At the **University of Oxford**, I regularly organize reading groups on learning theory and statistical optimization:

In March 2023, together with Ciara Pike-Burke, I served as Module Leader for a doctoral course on online learning, bandits, and reinforcement learning. Invited speakers: Nicolò Cesa-Bianchi (University of Milan), Tor Lattimore (DeepMind), Gergely Neu (Universitat Pompeu Fabra).

In 2022, I served as a research supervisor for UNIQ+ DeepMind summer interns.

Since 2018, I have been designing and teaching Algorithmic Foundations of Learning, for which I received the 2019 Oxford MPLS Teaching Award.

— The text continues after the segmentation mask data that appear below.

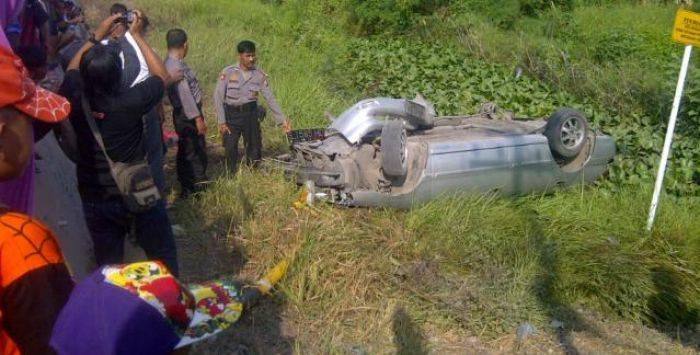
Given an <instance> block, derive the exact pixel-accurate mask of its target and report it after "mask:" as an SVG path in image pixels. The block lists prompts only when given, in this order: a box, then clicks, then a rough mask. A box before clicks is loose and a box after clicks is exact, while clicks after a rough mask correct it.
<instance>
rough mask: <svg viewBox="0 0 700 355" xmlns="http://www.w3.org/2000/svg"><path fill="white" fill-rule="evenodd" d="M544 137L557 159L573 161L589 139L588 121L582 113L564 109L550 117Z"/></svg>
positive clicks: (555, 156) (554, 113)
mask: <svg viewBox="0 0 700 355" xmlns="http://www.w3.org/2000/svg"><path fill="white" fill-rule="evenodd" d="M544 135H545V136H546V137H547V140H548V141H549V149H551V151H552V155H554V157H555V158H557V159H564V160H567V159H571V158H574V157H576V156H577V155H578V154H579V153H580V152H581V149H583V146H584V145H585V143H586V139H588V121H587V120H586V118H585V117H584V116H583V114H582V113H581V112H579V111H577V110H574V109H571V108H562V109H559V110H557V111H556V112H554V113H553V114H552V115H551V116H550V117H549V119H548V120H547V125H546V126H545V129H544Z"/></svg>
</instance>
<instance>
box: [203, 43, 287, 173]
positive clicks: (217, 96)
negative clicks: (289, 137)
mask: <svg viewBox="0 0 700 355" xmlns="http://www.w3.org/2000/svg"><path fill="white" fill-rule="evenodd" d="M237 50H238V64H237V65H233V66H229V67H226V68H224V70H223V71H222V72H221V75H220V76H219V82H218V84H217V85H216V91H215V93H214V106H215V107H216V115H217V119H218V123H219V133H220V134H221V136H222V137H223V141H224V142H223V143H224V148H225V150H226V161H227V164H228V169H229V171H230V172H232V173H235V172H236V170H237V168H238V140H239V139H240V137H241V135H242V136H243V142H244V143H245V147H246V160H247V161H248V163H249V164H250V163H252V164H255V163H257V162H258V161H260V158H261V150H262V137H261V133H260V118H262V112H263V111H262V110H260V109H259V108H258V94H259V93H262V95H263V96H264V97H265V101H267V106H268V107H269V108H270V111H272V114H273V116H274V117H275V121H276V122H277V124H280V125H282V127H283V128H284V131H285V132H289V131H290V130H291V129H292V127H291V123H290V121H289V119H287V118H286V117H285V116H284V114H283V113H282V110H281V109H280V107H279V105H277V101H275V98H274V96H272V92H271V91H270V87H269V85H268V82H267V74H265V73H264V72H263V71H262V70H260V69H257V68H256V67H255V60H256V57H255V43H253V42H251V41H242V42H240V43H239V44H238V47H237Z"/></svg>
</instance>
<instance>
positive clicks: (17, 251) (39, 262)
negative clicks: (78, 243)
mask: <svg viewBox="0 0 700 355" xmlns="http://www.w3.org/2000/svg"><path fill="white" fill-rule="evenodd" d="M72 289H73V281H72V279H71V277H70V274H69V272H68V269H67V268H66V265H65V264H64V262H63V255H62V254H61V249H60V247H59V245H58V242H57V241H56V238H55V237H54V235H53V233H52V232H51V231H50V230H48V229H47V228H46V227H44V226H43V225H42V224H40V223H39V222H37V221H35V220H33V219H31V218H30V217H28V216H26V215H24V214H20V213H14V212H8V211H7V210H0V353H1V354H20V353H21V354H51V353H53V352H52V351H51V349H50V348H49V345H48V344H49V339H50V338H51V331H52V330H53V324H54V322H55V321H56V318H57V317H58V314H59V312H60V311H61V308H63V305H65V303H66V301H67V300H68V297H69V296H70V292H71V290H72Z"/></svg>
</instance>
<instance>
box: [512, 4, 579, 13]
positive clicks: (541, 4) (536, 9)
mask: <svg viewBox="0 0 700 355" xmlns="http://www.w3.org/2000/svg"><path fill="white" fill-rule="evenodd" d="M519 1H520V11H521V12H522V13H523V14H525V15H528V16H536V15H538V14H540V13H541V12H543V11H546V10H549V9H551V8H553V7H557V8H560V9H562V10H567V11H568V10H571V9H572V8H573V7H574V0H519Z"/></svg>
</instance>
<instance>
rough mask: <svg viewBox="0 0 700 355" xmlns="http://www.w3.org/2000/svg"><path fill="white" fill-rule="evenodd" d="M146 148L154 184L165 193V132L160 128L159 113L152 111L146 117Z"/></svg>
mask: <svg viewBox="0 0 700 355" xmlns="http://www.w3.org/2000/svg"><path fill="white" fill-rule="evenodd" d="M143 128H144V129H143V135H144V140H143V142H144V143H143V144H144V148H146V159H147V160H148V165H149V166H150V167H151V175H153V182H155V184H156V187H158V190H160V193H161V194H163V193H165V172H164V171H163V132H162V130H161V128H160V117H158V111H156V109H155V108H154V109H152V110H151V111H150V112H148V113H147V114H146V115H145V116H144V126H143Z"/></svg>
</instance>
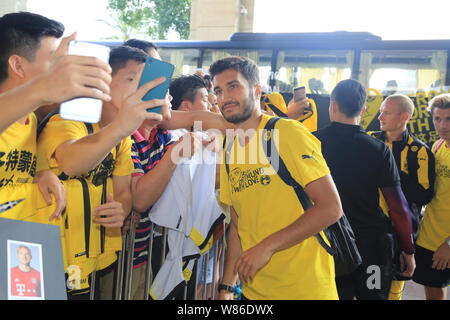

In Spring 2021, I taught Simulation and Statistical Programming. In Spring 2018, I taught Advanced Simulation Methods.

Since 2017, I have been teaching probability theory, statistics, and graph theory as part of my tutorial duties at University College Oxford.

I regularly contribute to Maths/Stats Open Days at Oxford. Here is a 2021 video to introduce statistics to high-school students via machine learning and the multi-armed bandit problem.

At **Yale University**, in Fall 2016 I served as the Head Instructor for CS50 — Introduction to Computing and Programming — taught jointly with Harvard University. This is one of the largest classes offered at Yale and Harvard.
Here is an article in the Yale Daily News. Here is the intro class in Machine Learning and Python, or its VR version.
I was a member of the Yale Postdoctoral Association, and for three years in a row, from 2015 to 2017, I organized the Julia Robinson Mathematics Festival at Yale, a celebration of ideas and problems in mathematics that enable junior high and high school students to explore fun math in a non-competitive setting.

At **Princeton University**, in 2013 I received the Excellence in Teaching Award from the Princeton Engineering Council while serving as Head Teaching Assistant for ORF 309 (Probability and Stochastic Systems) at Princeton University. I was also a fellow of the McGraw Center for Teaching and Learning at Princeton University.